Prostat adalah salah satu organ reproduksi pada laki-laki yang memiliki
bentuk seperti kenari. Kelenjar ini berfungsi untuk menambah volume cairan
semen. Cairan yang dihasilkan sangat berperan dalam kesuburan seorang pria
(Simon, 2006). Prostat merupakan kelenjar aksesoris terbesar pada sistem reproduksi
laki-laki. Susuanannya berupa dua pertiga terdiri dari glandular dan satu pertiga
terdiri dari fibromuskular. Secara anatomis lobus prostat terbagi atas, isthmus prostat,
lobus inferoposterior, lobus prostatae deexter et sinister, dan lobus medius. Prostat
diperdarahi oleh arteri vesicalis inferior, arteri rectalis media, dan arteri pudenda
interna (Moore & Dalley, 2013).

2.2 Pengertian
Benigna Prostat hiperplasia adalah bertambah besarnya ukuran prostat
biasanya diiringi dengan bertambahnya usia pada laki laki, membesarnya prostat
menyebabkan fungsi uretra pars prostatika menjadi terganggu, menimbulkan
gangguan pada saluran keluar kandung kemih (Iskandar, 2009).
Benigna prostat hiperplasia adalah terjadinya pelebaran pada prostat yang
menimbulkan penyempitan saluran kencing dan tekanan di bawah kandung kemih
dan menyebabkan gejala-gejala seperti sering kencing dan retensi urin (Aulawi,
2014).
BPH merupakakan pertumbuhan nodul-nodul fibroadenomatosa majemuk
dalam prostat, pertumbuhan tersebut dimulai dari bagian periuretral sebagai
proliferasi yang terbatas dan tumbuh dengan menekan kelenjar normal yang
tersisa, prostat tersebut mengelilingi uretra dan, dan pembesaran bagian periuretral
menyebabkan obstruksi leher kandung kemih dan uretra parsprostatika yang
menyebabkan aliran kemih dari kandung kemih (Price dan Wilson, 2006). BPH
merupakan suatu keadaan yang sering terjadi pada pria umur 50 tahun atau lebih
yang ditandai dengan terjadinya perubahan pada prostat yaitu prostat mengalami

2
atrofi dan menjadi nodular, pembesaran dari beberapa bagian kelenjar ini dapat
mengakibatkan obstruksi urine ( Baradero, Dayrit, dkk, 2007).

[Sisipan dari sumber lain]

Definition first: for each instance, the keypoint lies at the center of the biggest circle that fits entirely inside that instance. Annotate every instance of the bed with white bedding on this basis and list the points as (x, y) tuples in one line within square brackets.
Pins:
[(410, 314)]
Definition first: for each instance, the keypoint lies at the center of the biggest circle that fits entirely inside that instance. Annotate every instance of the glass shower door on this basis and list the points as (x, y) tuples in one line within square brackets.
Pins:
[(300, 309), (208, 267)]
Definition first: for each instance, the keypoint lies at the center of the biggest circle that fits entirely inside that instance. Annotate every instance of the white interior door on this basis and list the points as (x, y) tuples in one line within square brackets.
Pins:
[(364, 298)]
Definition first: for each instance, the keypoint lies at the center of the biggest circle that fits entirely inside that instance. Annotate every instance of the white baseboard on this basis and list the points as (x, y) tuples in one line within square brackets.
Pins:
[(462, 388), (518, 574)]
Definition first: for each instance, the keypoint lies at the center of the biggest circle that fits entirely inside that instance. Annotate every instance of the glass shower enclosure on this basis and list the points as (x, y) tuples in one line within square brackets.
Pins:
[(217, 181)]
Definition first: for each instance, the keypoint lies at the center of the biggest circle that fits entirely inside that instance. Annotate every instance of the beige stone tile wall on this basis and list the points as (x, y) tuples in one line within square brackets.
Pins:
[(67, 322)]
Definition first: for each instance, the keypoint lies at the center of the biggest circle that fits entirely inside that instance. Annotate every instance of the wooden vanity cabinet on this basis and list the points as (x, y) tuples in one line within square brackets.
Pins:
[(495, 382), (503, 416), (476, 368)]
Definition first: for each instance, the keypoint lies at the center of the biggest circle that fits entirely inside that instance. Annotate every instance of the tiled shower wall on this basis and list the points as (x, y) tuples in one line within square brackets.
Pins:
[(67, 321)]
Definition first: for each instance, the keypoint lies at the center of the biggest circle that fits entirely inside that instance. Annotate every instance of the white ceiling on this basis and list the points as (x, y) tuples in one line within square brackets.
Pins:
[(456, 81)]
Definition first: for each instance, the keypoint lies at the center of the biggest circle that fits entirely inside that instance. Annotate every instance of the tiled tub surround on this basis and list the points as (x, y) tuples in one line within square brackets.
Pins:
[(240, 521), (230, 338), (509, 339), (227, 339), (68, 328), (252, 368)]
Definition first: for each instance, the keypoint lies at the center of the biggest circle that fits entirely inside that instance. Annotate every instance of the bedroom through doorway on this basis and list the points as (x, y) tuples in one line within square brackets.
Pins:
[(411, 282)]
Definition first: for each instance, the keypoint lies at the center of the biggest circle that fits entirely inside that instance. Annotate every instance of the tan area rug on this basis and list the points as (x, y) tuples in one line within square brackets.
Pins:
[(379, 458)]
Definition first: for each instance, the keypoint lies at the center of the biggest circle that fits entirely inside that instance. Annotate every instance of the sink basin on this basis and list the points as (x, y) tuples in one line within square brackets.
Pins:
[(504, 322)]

Berdasarkan pengertian diatas dapat disimpulkan bahwa Benigna Prostat


Hiperplasi (BPH) merupakan penyakit pembesaran prostat yang disebabkan oleh
proses penuaan, yang biasa dialami oleh pria berusia 50 tahun keatas, yang
mengakibatkan obstruksi leher kandung kemih, dapat menghambat pengosongan
kandung kemih dan menyebabkan gangguan perkemihan.

2.3 Etiologi
Menurut Muttaqin dan Sari (2014), beberapa faktor yang menyebabkan
terjadinya BPH yaitu :
1. Dihydrostestosteron adalah pembesaran pada epitel dan stroma kelenjar
prostat yang disebabkan peningkatan 5 alfa reduktase dan reseptor andorogen.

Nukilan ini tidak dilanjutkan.